A further limitation might be the inherent problem in retrospective analyses that must be taken into account when interpreting the results. However, the large sample size and the long follow-up might outweigh these limitations, particularly regarding the issues that the study was focused on.

Due to consistent accuracy of the Nagashima score through all our patient’s cohorts, it might be the most predictive. In contrast to the Konopke score, which was rather poorly performing across all our patients, the Nagashima score includes more variables. This probably allows for better patient characterization. Furthermore, patients are distinguished in three risk groups, which is probably more accurate than only two risk groups (Fong score). Indeed, the Nordlinger and the Nagashima score included similar variables and showed similar efficacy regarding overall outcome in our study. However, analyzing score changes during NAC, the Nagashima score was more predictive probably because this score included more changeable parameters than the Nordlinger score.

The assessment of the impact of score changes during NAC showed that only changes of Fong and Nagashima scores were associated with significant differences in survival. A reason for the poorer performance of the other scores might be that none of these CRSs exclusively used changeable parameters for calculation. For example, although the Nordlinger score considers six parameters, only two of them can be influenced by NAC. The Fong score changed in 36.8 %, the Nordlinger in 33.1 %, the Nagashima in 37.1 %, and the Konopke score in 24.0 %. Obviously, the Nordlinger and the Konopke are slightly more resistant to the influence of NAC. Additionally, even if parameters change during chemotherapy, this does not mean that they reach the cutoff values leading to score changes. Thus, to improve the impact of clinical scores during NAC on prediction of DFS and OS the use of continuous parameters should be considered.

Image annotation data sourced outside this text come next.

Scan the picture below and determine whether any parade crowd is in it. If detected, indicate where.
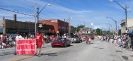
[100,34,133,51]
[0,34,55,49]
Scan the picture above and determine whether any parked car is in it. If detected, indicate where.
[51,38,71,47]
[70,35,82,43]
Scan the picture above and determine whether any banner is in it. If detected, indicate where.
[16,39,36,55]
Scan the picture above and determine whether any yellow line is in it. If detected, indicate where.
[10,48,57,61]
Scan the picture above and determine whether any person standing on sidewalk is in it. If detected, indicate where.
[14,32,24,55]
[36,31,44,56]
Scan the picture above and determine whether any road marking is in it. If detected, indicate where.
[10,48,58,61]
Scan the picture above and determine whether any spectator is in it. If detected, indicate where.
[36,31,44,56]
[15,33,24,41]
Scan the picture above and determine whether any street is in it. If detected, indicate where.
[0,39,133,61]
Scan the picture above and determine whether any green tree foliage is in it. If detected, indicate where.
[74,25,84,31]
[96,28,101,35]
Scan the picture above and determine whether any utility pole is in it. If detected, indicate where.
[68,11,70,36]
[110,0,128,30]
[64,19,66,34]
[34,3,37,35]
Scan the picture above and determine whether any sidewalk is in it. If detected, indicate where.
[0,43,51,55]
[110,41,133,61]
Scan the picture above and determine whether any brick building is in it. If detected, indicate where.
[38,19,69,36]
[0,14,35,36]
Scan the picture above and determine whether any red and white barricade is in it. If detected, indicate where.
[16,39,36,55]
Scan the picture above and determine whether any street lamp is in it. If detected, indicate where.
[110,0,128,30]
[34,3,50,35]
[106,17,117,32]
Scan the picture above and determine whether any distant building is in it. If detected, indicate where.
[80,27,92,34]
[39,19,69,35]
[0,14,35,36]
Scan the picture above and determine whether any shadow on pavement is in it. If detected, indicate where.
[0,52,14,56]
[52,45,73,48]
[41,53,57,56]
[122,56,128,60]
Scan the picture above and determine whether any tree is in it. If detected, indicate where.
[74,25,84,31]
[118,29,121,35]
[96,28,101,35]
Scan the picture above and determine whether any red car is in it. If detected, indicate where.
[51,38,71,47]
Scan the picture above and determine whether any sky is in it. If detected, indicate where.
[0,0,133,30]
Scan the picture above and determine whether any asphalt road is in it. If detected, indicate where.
[0,39,133,61]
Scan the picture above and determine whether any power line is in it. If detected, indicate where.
[0,8,34,16]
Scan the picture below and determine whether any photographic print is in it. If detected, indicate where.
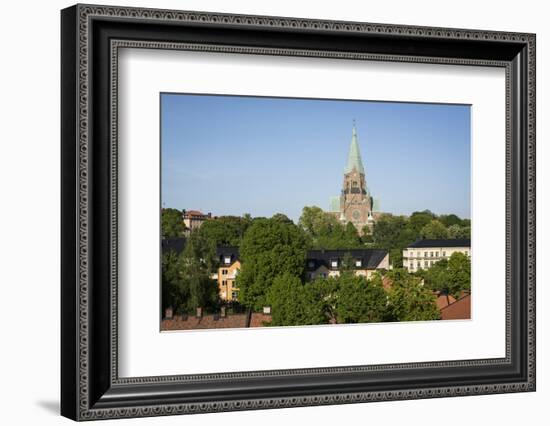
[159,93,472,331]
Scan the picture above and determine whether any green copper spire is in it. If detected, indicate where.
[344,120,365,174]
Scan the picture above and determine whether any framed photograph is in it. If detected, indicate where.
[61,5,535,420]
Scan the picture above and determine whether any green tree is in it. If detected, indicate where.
[437,214,462,228]
[336,272,387,324]
[196,215,252,246]
[267,273,328,326]
[447,225,470,239]
[178,232,218,312]
[447,252,471,298]
[161,208,185,238]
[421,219,449,239]
[237,218,307,310]
[388,269,440,321]
[161,251,189,313]
[409,210,435,235]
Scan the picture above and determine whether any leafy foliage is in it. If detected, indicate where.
[388,269,440,321]
[237,217,307,310]
[196,215,252,246]
[417,252,471,298]
[267,273,328,326]
[161,208,185,238]
[335,272,387,324]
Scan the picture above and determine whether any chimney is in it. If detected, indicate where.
[164,306,174,319]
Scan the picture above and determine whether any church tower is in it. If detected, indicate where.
[340,122,374,234]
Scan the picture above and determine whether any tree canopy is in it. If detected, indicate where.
[267,273,328,326]
[161,208,185,238]
[197,216,252,246]
[335,272,387,324]
[417,252,471,298]
[388,269,440,321]
[237,217,307,310]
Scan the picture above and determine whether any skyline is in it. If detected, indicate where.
[161,93,471,222]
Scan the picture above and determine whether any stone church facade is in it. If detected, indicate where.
[330,123,377,234]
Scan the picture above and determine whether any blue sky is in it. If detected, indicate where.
[161,94,470,221]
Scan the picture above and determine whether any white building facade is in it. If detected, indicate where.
[403,239,471,272]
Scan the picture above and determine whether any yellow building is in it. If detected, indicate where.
[403,239,471,272]
[306,249,390,280]
[212,247,241,302]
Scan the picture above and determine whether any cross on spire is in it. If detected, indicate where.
[344,119,365,174]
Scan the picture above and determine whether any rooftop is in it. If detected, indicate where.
[306,249,388,270]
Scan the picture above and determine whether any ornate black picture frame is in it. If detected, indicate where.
[61,5,535,420]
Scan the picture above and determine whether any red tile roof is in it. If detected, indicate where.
[435,293,456,310]
[441,294,471,320]
[160,312,271,331]
[250,312,271,327]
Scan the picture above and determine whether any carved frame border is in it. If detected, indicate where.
[61,5,536,420]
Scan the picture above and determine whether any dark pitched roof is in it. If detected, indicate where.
[216,246,239,264]
[407,238,470,248]
[162,237,186,254]
[306,249,388,271]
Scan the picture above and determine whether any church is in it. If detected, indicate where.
[330,121,379,234]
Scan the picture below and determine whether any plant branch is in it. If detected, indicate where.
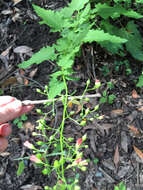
[22,93,101,105]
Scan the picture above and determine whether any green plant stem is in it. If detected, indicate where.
[60,76,68,181]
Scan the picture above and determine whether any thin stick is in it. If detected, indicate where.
[22,93,101,106]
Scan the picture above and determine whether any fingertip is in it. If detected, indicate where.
[0,123,12,137]
[0,137,8,152]
[19,105,34,115]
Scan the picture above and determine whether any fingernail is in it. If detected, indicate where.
[0,123,11,136]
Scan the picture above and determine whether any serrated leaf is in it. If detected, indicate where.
[60,0,89,18]
[120,21,143,61]
[18,46,57,69]
[33,5,64,32]
[48,78,65,99]
[100,21,123,54]
[136,75,143,87]
[17,160,25,176]
[83,30,127,43]
[57,55,74,69]
[95,3,143,19]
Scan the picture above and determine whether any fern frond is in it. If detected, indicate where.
[60,0,89,18]
[33,5,64,32]
[95,3,143,19]
[83,30,127,43]
[48,78,65,99]
[18,46,57,69]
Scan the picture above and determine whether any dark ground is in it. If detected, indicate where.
[0,0,143,190]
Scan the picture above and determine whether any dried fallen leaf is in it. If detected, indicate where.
[23,121,34,134]
[13,46,32,53]
[128,125,140,135]
[133,146,143,159]
[111,109,124,116]
[20,184,42,190]
[12,0,22,5]
[68,101,72,108]
[0,152,10,157]
[132,89,138,98]
[137,106,143,111]
[1,46,12,56]
[121,131,128,152]
[19,69,25,75]
[0,77,17,89]
[114,145,120,169]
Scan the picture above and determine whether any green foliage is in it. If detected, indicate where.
[19,0,130,98]
[95,3,143,19]
[17,160,25,176]
[136,73,143,87]
[13,114,28,128]
[114,182,126,190]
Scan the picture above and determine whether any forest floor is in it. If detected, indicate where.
[0,0,143,190]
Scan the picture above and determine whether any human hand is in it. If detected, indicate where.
[0,96,34,152]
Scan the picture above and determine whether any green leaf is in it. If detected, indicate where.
[60,0,89,18]
[16,160,25,176]
[124,21,143,61]
[136,74,143,87]
[54,160,60,169]
[33,5,64,32]
[95,3,143,19]
[17,121,23,128]
[13,118,19,125]
[83,30,127,43]
[48,78,65,99]
[18,46,56,69]
[20,114,28,121]
[42,167,51,175]
[108,94,116,104]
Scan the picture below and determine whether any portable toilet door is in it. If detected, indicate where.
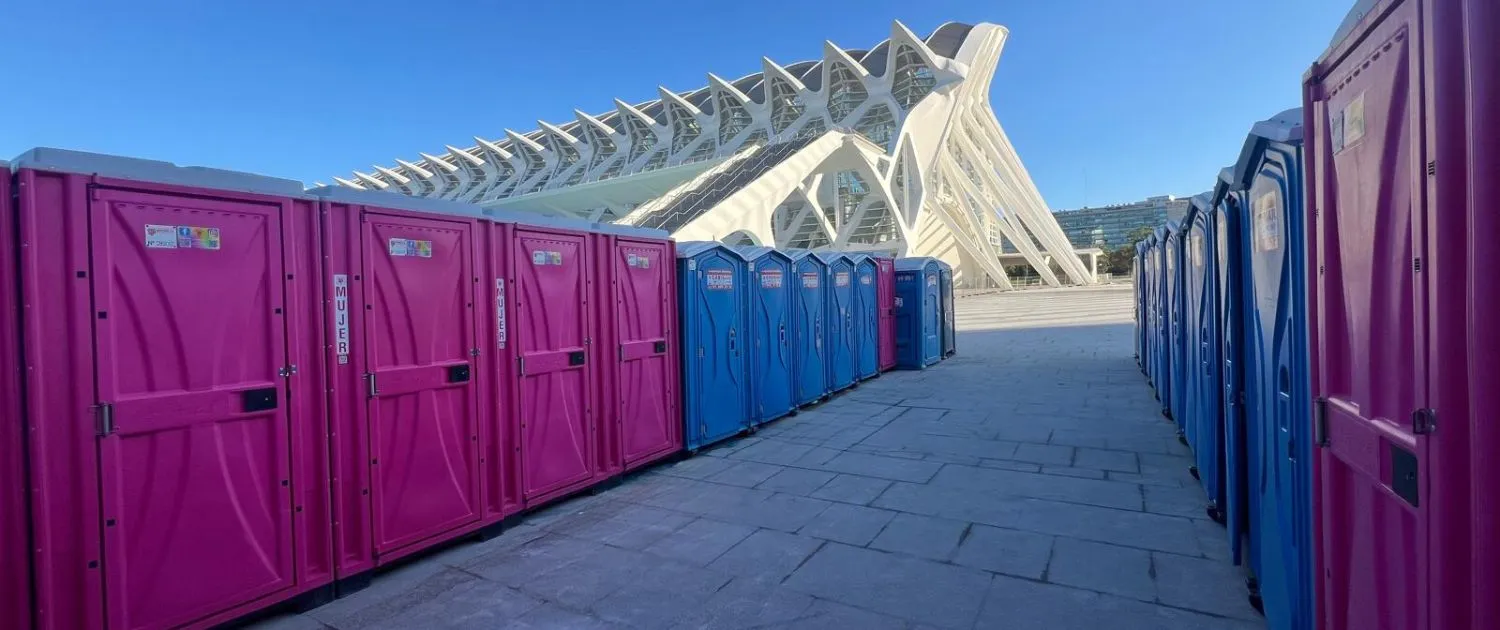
[737,246,797,425]
[14,149,333,629]
[1161,222,1182,417]
[0,162,32,629]
[818,252,855,392]
[875,257,896,372]
[938,261,959,359]
[594,224,683,471]
[677,242,750,452]
[1130,242,1146,372]
[1235,110,1308,629]
[312,186,491,567]
[896,258,942,369]
[1212,170,1250,564]
[1152,225,1172,405]
[1188,194,1224,524]
[854,255,881,381]
[792,252,828,407]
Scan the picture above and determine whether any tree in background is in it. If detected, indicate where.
[1100,225,1157,276]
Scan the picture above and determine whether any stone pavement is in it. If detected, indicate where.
[263,288,1265,630]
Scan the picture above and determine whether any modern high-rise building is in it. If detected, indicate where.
[338,23,1092,288]
[1053,195,1188,249]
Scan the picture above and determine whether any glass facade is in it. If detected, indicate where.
[1052,195,1188,251]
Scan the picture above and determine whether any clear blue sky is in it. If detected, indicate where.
[0,0,1353,209]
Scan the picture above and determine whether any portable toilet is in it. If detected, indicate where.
[593,224,683,471]
[1130,240,1148,374]
[1161,221,1184,420]
[815,252,857,392]
[851,254,881,381]
[1211,162,1251,564]
[12,149,333,629]
[938,261,959,359]
[1184,192,1224,522]
[896,257,942,369]
[0,162,32,629]
[677,242,750,452]
[791,251,828,407]
[1235,108,1308,629]
[309,186,510,576]
[1302,0,1500,630]
[875,257,896,372]
[735,246,797,425]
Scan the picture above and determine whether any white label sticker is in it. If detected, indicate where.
[704,269,735,291]
[1254,191,1281,253]
[177,225,219,251]
[495,278,506,350]
[761,269,782,288]
[390,239,432,258]
[333,273,350,366]
[1328,92,1365,153]
[146,224,177,249]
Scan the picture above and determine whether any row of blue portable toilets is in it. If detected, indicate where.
[1136,110,1313,629]
[677,242,954,452]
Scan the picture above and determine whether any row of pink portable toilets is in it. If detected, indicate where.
[0,150,711,629]
[1137,0,1500,630]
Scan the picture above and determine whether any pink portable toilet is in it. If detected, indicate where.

In our institution, the use of CRSs did not influence the surgical management of CLMs. The process of selecting tailored therapy for each patient is still a goal of interdisciplinary conferences, including surgeons, oncologists, and radiologists. We believe that LR also should be offered to patients with high CRS; however, these patients might benefit from shorter follow-up intervals or an intensified NAC. Thus, further studies are needed to determine the outcome of high-risk patients and liver resection after NAC.

To conclude, only the Nagashima score was able to predict DFS and OS in all patient groups, irrespective of whether calculated before or after NAC. Calculation of changes of the Fong or the Nagashima score can be a valuable tool to estimate the clinical outcome of patients undergoing neoadjuvant treatment.